In Canada, thousands of journalists have lost their jobs in recent years, newspapers have merged and folded or gone digital, and broadcast news has contracted due to massive income shortfalls. The situation is so bad, that a public inquiry should be held, says Lawrence Martin, author of several books on politics and columnist at the Globe and Mail newspaper.
‘Not what you want in a healthy democracy’
“The public can no longer be served the information they need to make good democratic decisions,” says Martin. “Journalism has been called—free information flows—the lifeblood of democracy.
“We have a situation in Canada where we have less journalists bringing less news to people and less controversies and less scandal.

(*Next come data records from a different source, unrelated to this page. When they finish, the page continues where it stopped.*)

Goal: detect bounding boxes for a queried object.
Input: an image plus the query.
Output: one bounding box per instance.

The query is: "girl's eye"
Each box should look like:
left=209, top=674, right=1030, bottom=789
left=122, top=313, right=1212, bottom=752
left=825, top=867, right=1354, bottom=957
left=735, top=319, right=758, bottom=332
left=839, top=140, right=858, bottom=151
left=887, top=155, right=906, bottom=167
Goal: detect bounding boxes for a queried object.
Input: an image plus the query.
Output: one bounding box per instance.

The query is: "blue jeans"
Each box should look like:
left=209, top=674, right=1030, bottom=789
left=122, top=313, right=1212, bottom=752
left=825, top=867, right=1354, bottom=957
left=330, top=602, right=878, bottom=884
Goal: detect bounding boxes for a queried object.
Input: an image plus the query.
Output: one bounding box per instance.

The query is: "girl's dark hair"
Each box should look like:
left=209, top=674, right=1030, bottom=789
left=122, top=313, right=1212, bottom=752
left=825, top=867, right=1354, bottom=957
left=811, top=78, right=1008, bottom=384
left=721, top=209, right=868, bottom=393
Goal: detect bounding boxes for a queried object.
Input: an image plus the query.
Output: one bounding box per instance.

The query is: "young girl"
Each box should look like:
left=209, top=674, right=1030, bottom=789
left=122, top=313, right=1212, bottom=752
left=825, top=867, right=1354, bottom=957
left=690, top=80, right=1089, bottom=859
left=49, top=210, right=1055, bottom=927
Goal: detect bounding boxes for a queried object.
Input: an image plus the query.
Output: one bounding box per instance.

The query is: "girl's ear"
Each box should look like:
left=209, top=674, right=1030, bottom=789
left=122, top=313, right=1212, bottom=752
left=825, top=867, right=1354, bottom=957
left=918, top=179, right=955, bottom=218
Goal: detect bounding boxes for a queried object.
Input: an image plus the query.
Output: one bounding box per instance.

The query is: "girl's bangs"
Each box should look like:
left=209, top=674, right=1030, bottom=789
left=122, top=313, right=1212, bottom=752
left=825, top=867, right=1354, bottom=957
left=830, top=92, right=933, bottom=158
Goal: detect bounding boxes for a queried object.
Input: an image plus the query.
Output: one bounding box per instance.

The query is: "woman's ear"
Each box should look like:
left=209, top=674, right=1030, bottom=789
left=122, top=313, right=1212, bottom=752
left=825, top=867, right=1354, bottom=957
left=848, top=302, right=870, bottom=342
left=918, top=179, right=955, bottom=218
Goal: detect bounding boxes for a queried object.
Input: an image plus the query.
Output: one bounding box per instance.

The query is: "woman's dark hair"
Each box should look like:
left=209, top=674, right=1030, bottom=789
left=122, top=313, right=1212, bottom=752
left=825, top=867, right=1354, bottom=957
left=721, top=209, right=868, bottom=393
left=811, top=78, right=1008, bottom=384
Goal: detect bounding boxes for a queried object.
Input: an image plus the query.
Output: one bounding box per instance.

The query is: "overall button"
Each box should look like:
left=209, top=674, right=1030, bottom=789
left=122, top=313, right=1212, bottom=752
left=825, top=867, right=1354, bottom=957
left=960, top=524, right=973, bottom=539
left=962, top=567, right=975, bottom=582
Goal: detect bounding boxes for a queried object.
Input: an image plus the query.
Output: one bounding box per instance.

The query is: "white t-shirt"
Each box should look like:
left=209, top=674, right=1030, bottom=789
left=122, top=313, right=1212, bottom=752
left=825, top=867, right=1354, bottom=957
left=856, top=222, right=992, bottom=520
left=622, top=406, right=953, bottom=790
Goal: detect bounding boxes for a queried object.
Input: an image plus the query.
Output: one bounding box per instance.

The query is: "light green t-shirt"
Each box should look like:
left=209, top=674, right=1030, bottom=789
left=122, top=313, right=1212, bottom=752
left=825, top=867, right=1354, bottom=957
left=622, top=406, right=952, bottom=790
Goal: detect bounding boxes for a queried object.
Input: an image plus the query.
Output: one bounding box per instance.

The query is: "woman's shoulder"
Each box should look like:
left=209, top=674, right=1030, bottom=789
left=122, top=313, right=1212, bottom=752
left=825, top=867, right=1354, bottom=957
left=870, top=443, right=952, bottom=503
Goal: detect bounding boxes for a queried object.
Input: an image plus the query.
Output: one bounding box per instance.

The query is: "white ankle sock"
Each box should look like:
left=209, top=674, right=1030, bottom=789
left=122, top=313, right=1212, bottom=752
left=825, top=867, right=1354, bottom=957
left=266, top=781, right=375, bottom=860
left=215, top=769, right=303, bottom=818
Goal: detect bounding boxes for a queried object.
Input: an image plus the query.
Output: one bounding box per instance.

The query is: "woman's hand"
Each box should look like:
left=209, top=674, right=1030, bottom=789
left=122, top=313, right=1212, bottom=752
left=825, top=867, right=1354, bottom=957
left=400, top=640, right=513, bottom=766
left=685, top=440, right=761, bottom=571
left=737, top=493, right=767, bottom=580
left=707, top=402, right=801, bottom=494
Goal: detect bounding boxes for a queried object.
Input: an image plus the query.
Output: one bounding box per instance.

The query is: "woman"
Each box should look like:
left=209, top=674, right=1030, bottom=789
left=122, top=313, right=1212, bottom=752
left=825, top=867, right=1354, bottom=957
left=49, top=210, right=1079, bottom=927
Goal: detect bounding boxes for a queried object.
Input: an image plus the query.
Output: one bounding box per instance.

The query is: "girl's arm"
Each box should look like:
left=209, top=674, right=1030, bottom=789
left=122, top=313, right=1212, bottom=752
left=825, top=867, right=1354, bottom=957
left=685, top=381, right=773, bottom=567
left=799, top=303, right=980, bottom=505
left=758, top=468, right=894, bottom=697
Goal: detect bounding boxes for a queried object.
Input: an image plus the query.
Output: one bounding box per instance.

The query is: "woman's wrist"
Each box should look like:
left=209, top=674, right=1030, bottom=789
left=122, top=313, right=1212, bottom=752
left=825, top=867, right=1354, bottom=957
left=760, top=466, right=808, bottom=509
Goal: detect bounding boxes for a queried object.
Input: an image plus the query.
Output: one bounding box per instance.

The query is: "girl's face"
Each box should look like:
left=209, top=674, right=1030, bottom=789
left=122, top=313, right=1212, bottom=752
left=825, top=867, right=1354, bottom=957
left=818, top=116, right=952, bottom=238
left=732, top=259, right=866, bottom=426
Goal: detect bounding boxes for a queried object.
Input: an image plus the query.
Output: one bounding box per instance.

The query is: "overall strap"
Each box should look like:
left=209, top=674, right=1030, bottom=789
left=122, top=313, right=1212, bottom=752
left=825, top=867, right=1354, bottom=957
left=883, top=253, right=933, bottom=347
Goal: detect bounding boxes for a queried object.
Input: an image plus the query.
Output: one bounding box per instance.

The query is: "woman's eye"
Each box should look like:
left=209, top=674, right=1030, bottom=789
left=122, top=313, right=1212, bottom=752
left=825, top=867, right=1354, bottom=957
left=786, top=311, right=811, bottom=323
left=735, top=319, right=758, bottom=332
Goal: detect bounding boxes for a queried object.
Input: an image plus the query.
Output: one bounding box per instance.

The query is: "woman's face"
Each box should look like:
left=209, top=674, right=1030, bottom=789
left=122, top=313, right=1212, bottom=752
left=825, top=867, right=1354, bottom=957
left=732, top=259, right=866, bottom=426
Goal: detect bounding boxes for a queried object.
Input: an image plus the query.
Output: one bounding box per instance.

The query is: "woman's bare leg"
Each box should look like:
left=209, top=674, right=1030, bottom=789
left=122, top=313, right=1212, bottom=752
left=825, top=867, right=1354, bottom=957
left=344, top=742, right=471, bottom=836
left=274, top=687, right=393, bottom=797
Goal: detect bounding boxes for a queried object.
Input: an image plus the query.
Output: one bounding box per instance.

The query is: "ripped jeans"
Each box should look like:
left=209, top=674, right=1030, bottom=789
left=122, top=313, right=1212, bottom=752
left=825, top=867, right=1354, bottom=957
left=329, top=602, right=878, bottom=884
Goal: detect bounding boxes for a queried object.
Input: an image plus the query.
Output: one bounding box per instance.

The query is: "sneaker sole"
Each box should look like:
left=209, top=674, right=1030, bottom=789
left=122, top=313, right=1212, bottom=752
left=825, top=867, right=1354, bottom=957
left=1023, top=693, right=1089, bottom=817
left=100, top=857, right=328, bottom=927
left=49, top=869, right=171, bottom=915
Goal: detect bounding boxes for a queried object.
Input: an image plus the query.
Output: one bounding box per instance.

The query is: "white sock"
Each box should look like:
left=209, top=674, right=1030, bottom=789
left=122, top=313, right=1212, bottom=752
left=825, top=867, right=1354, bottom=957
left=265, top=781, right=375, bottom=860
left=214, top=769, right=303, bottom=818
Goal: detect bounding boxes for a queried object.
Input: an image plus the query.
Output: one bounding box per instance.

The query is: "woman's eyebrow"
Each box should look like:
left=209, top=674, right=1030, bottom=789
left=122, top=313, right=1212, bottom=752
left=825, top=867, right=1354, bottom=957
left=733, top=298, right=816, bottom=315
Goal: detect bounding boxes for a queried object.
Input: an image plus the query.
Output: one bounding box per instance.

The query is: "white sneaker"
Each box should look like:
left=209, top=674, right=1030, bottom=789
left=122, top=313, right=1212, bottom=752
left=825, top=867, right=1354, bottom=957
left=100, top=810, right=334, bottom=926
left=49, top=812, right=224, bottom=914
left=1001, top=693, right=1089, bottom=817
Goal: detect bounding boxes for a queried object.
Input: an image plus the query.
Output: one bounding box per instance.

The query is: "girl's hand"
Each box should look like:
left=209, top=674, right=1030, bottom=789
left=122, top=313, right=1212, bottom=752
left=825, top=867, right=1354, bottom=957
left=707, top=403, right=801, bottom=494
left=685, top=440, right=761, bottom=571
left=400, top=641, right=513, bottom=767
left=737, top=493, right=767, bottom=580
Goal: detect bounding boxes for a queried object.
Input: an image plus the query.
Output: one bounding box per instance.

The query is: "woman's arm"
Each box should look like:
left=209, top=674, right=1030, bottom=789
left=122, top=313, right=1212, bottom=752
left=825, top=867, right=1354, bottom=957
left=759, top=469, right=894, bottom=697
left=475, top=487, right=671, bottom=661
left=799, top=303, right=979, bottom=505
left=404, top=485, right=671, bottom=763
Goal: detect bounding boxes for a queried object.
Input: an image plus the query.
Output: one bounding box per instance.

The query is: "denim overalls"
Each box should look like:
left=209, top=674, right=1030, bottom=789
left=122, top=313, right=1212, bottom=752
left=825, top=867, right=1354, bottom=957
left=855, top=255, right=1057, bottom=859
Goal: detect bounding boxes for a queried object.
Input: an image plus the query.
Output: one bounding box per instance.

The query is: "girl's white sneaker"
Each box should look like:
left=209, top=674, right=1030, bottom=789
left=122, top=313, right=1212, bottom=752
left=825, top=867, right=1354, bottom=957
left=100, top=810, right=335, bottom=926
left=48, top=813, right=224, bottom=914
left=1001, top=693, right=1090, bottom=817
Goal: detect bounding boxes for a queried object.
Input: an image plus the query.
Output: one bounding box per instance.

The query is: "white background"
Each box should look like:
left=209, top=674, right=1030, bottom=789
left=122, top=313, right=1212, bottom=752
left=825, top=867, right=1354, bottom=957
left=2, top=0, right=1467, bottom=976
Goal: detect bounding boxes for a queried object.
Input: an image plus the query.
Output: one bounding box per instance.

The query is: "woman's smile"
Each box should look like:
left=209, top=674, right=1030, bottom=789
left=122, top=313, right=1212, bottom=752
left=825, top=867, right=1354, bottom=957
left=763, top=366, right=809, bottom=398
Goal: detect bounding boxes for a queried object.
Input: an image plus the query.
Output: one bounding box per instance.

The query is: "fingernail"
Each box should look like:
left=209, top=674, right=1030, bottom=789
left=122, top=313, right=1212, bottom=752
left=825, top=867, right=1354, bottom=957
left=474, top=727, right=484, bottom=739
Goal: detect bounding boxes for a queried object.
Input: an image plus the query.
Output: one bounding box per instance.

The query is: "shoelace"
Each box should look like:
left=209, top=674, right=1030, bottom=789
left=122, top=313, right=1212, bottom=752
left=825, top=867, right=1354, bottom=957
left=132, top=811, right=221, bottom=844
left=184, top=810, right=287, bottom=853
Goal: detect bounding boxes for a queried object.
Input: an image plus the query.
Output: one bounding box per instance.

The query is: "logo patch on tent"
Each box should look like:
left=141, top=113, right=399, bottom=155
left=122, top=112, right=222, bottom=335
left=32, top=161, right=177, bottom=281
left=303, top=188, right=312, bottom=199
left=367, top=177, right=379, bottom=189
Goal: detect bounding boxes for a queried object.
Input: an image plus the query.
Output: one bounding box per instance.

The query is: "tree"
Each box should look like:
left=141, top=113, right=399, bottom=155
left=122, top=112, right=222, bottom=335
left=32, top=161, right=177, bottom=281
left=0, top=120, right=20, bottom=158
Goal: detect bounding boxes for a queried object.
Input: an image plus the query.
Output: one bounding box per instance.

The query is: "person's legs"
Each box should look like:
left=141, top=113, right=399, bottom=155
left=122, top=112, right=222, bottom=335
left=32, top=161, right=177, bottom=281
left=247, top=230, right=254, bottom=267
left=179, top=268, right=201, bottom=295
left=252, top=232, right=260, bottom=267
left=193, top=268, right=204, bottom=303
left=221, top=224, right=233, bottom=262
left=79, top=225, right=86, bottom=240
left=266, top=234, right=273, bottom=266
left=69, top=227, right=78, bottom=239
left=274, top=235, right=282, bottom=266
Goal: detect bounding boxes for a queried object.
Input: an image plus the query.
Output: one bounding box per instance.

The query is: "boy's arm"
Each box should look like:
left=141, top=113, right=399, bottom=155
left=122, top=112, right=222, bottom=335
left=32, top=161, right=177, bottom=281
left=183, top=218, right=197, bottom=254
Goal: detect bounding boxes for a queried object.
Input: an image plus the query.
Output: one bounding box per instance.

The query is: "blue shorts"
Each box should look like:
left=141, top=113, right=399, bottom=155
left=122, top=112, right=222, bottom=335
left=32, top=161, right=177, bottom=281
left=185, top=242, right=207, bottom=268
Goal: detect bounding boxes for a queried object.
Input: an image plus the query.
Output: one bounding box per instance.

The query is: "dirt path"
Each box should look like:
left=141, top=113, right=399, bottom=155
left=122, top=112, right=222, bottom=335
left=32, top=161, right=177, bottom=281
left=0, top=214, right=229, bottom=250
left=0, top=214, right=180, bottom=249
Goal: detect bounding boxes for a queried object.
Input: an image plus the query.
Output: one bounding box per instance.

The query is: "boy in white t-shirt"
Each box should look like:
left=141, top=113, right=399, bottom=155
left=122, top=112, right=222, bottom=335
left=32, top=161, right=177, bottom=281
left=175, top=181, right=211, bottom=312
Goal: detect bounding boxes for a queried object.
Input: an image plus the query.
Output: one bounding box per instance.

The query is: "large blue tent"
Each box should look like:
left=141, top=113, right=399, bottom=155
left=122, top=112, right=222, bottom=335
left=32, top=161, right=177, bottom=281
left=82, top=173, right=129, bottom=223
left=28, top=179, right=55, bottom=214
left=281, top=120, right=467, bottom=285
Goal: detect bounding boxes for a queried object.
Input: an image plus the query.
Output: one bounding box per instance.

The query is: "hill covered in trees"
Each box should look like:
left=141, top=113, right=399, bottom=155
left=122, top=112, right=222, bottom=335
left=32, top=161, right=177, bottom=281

That is not what you want in a healthy democracy.”Listen
‘We just can’t proceed ad hoc’
Funding for the public broadcaster CBC has been slashed by successive Canadian governments. The recently-elected government of Justin Trudeau has promised to restore some of the funding, but the heritage minister recently dodged the question of just how much. While Martin is encouraged by the promise, he thinks the government must do more.
Call for a public inquiry
“I think the problem has reached the point where we just can’t proceed ad hoc with the descent of the fourth estate in this country. I think we have to have a public inquiry to air the problems, to explore solutions, (to look at) what’s going to happen in our new media age, how can we have a media that performs to the task.”
Canada has held two public inquiries into the media, one in 1969 and another in 1981. Martin says it’s time to hold another now that problems seem worse than ever before. He notes that some Scandinavian countries subsidize newspapers. While he thinks there would be strong resistance to that, it should perhaps be considered given the steep decline of media in Canada.
‘That isn’t professional reporting’
Martin says there are multiple new media platforms on social media, but he says “That isn’t professional reporting. That’s people getting their opinion out there, which is great for the democratic process, but it doesn’t help in terms of the professional type of coverage of what’s going on in this country.”